I should note from the onset that I have chosen to keep the Franciscans on the sidelines and so let the piety that produced Francis speak for itself. There is probably no period and place in Christian history where ordinary people had a greater impact on forms of devotion than in the communal republics of Italy. The world of the communes came between the rule of the count-bishops of the old empire and the later rule of the princes. The cities produced a religious culture truly their own. Communal Italy also produced the single largest concentration of lay saints in Christian history, the modern age included. This book is meant to be about the people who produced Saint Francis, not his imitators or those whom he influenced.

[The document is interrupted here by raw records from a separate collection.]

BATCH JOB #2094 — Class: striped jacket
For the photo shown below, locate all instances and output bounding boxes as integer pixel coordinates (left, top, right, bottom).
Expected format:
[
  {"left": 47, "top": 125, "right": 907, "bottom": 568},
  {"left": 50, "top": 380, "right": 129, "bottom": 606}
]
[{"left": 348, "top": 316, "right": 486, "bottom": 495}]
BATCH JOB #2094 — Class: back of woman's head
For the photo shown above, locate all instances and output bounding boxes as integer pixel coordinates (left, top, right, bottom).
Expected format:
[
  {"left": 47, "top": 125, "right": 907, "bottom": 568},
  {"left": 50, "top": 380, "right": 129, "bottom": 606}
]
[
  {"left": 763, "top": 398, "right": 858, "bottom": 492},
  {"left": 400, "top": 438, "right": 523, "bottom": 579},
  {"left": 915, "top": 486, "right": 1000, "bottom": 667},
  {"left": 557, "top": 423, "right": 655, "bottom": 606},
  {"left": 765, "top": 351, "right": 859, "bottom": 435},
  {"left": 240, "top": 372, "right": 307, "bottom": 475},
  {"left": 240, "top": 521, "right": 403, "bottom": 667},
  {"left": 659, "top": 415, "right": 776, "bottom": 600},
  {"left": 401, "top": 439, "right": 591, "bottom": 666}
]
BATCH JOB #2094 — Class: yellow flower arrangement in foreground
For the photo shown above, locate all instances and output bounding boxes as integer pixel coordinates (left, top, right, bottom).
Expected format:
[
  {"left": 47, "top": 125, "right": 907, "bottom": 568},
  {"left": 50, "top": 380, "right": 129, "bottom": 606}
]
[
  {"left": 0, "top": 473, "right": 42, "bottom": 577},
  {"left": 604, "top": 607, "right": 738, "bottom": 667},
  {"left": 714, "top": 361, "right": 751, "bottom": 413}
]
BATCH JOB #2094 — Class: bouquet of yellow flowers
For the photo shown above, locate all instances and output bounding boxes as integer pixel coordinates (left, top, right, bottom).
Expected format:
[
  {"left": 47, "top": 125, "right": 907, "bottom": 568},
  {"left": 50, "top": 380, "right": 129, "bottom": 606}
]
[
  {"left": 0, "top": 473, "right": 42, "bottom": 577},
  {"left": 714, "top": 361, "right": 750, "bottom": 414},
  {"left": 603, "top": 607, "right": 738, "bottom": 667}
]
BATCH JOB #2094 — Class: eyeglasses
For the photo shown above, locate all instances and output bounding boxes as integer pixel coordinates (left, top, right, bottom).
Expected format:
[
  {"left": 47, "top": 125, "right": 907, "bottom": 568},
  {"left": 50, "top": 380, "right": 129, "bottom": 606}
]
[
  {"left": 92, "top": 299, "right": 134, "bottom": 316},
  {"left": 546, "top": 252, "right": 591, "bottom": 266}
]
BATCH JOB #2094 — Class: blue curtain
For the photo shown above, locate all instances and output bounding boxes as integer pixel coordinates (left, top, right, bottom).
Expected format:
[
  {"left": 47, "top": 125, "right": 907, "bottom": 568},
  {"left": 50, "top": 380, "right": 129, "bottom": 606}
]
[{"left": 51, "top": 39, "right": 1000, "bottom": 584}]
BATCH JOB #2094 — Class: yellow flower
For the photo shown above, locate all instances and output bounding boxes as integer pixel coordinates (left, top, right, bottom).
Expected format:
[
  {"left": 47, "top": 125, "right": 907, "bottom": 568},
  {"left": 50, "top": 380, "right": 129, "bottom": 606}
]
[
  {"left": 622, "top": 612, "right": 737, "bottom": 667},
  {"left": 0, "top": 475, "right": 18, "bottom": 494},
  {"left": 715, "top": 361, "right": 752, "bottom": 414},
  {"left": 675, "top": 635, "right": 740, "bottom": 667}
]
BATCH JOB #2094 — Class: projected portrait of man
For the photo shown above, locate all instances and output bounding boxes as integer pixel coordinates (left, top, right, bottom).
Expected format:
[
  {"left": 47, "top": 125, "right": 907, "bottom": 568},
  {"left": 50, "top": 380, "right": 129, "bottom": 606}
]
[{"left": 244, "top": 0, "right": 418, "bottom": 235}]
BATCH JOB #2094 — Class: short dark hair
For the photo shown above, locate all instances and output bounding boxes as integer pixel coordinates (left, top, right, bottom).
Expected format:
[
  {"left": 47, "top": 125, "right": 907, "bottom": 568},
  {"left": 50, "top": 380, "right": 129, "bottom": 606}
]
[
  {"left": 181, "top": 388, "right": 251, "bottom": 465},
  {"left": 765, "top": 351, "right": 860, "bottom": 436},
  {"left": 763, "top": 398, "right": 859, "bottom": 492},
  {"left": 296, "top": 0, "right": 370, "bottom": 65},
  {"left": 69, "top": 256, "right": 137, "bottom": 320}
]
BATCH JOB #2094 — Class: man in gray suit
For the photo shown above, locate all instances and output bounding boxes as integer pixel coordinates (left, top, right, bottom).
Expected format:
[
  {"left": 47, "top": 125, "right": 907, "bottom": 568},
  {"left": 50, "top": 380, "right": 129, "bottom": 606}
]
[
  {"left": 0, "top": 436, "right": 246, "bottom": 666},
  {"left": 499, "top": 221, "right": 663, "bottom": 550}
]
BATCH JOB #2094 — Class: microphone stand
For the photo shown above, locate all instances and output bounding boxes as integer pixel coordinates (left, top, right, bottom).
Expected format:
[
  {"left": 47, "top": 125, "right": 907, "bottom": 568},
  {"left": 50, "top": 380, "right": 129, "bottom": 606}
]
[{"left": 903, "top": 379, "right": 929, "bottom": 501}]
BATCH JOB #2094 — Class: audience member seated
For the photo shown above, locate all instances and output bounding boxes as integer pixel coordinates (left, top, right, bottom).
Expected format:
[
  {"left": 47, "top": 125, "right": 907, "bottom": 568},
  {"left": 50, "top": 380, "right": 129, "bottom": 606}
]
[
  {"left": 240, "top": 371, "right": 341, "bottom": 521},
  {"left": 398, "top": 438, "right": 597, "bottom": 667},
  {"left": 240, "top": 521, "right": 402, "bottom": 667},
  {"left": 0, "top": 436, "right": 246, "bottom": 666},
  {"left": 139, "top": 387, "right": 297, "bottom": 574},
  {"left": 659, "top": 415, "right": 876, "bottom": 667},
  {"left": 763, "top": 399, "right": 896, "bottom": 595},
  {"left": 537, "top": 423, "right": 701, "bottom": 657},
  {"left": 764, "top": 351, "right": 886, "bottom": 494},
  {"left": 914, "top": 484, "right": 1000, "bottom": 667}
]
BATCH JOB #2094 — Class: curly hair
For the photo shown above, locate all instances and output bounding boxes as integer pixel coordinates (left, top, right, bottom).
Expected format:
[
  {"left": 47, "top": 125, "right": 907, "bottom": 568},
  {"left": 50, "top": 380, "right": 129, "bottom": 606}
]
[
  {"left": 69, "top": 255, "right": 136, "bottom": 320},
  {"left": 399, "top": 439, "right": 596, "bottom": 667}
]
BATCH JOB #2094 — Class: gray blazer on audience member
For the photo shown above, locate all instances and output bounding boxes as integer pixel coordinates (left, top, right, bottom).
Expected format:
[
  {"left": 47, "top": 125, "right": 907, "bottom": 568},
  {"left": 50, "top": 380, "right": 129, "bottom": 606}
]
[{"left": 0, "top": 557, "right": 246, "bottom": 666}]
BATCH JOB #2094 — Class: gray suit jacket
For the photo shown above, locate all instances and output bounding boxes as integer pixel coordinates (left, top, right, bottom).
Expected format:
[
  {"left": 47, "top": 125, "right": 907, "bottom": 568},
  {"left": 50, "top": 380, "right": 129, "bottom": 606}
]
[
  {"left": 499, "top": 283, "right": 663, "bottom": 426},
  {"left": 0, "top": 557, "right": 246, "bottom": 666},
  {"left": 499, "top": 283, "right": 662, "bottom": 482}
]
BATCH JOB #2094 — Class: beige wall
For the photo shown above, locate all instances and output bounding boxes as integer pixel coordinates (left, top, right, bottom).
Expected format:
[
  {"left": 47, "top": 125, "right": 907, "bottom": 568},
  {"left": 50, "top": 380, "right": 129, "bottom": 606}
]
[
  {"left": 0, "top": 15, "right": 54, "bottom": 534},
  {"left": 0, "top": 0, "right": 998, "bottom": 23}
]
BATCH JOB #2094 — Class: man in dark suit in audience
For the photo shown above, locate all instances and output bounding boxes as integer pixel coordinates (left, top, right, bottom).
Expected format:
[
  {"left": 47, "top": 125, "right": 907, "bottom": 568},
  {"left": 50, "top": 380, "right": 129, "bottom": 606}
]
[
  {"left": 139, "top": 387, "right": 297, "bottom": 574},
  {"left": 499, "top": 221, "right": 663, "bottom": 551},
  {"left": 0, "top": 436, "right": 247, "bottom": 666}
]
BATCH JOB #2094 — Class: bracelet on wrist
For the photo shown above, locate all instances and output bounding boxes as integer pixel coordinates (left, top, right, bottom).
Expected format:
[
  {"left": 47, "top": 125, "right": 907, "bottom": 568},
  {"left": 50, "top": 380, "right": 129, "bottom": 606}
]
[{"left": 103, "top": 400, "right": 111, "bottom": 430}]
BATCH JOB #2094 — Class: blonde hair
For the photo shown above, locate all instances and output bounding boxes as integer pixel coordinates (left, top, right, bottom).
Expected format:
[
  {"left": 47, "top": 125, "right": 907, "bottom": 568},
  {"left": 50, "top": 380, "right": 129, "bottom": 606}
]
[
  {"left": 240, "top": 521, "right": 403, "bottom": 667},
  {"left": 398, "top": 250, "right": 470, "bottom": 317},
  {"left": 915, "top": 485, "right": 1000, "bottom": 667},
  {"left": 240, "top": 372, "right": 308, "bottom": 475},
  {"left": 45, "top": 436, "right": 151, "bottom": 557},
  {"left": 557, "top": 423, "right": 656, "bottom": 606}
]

Scholars of ancient and early modern religion have already produced fine reconstructions of Christians and their lived piety—their rituals, their beliefs, and their devotions. These accomplishments challenge the way we Italian medievalists do our work. Such a study is long overdue for communal Italy. If my book has succeeded in recapturing this lost world, even in part, then good. If it has failed, then I hope it will convince others to renew the attempt.